Characters play a vital role in the story and help build the forbidding, malevolent atmosphere of Aeternis. They are fleshed out primarily through various documents scattered across the stronghold and the environments they inhabit, although you will have an opportunity to interact with them directly. Here, Azrael’s Tear is a little more unique than other adventure games, as you need to pick your responses carefully before the character you talk to tires of the conversation and leaves (or if you’re unlucky, decides to add a superfluous opening to your body).
The story and the gameplay are tightly integrated and none come across as included purely for the sake of having a puzzle to delay the player. In fact, they are integrated so tightly, that the final step necessary to reach the Grail sanctum might not be immediately obvious… Unless you paid attention to the life-sustaining properties of grailstone, that is.
All Hail
Woe upon the world if none will live to mourn the passing of man. Woe upon the world, as hope died and civilizations crumbled into barbarism and final, silent extinction.
Azrael’s Tear was in several ways a game ahead of its time. Interface presented as a part of the game world, rather than an abstract display would later become a distinguishing feature of the Dead Space series. Narrating the game through the environments and logs would be further refined and become a staple of Bethesda Game Studios, among many. The idea of an outsider entering a secret city inhabited by people twisted by an unique material lies at the core of Bioshock.
Perhaps most importantly, it was released in a time when it couldn’t succeed. It had a proprietary 3D engine that offers modest performance at the best of times, no lighting system – all shadows and light sources were baked into the textures – and had a rather cumbersome interface that required a good deal of practice to use. Most importantly, it went up against Quake in the summer of 1996, accompanied by a limited marketing campaign.
An engrossing atmosphere, complex story, and multi-dimensional characters couldn’t change the outcome. The market was too small and undeveloped for a game that could very well translate into a successful indie title nowadays.

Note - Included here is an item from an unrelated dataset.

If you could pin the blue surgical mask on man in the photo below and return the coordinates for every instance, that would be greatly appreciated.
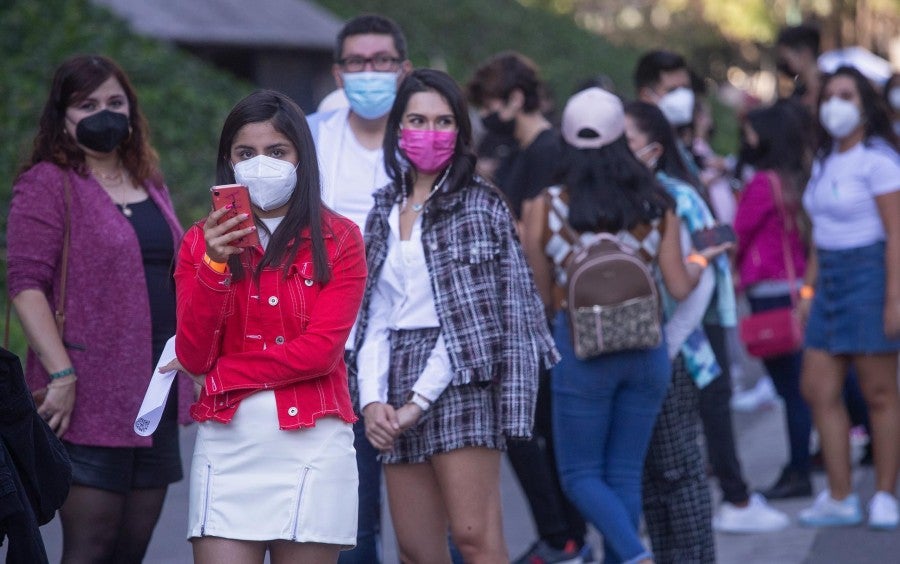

Alas, the problem is that a remake or a re-release is unlikely. The intellectual property rights are divided among several people, and even the game’s former publisher, Mindscape, doesn’t know where to start. Night Dive Studios, responsible for restoring and re-releasing games once thought to be in rights hell, such as System Shock 2, have attempted to acquire the rights in 2017, but there’s been no news on that front.
Personally, I think that it’s a shame. Azrael’s Tear tells a self-contained story – a rarity these days – but its ending is open for a follow-up. If that happened, I’d be the first to pre-order.
The Azrael’s Tear Wiki is a shrine to this forgotten, fascinating game. For those interested in the murky, dark secrets of Aeternis, there’s no better stop.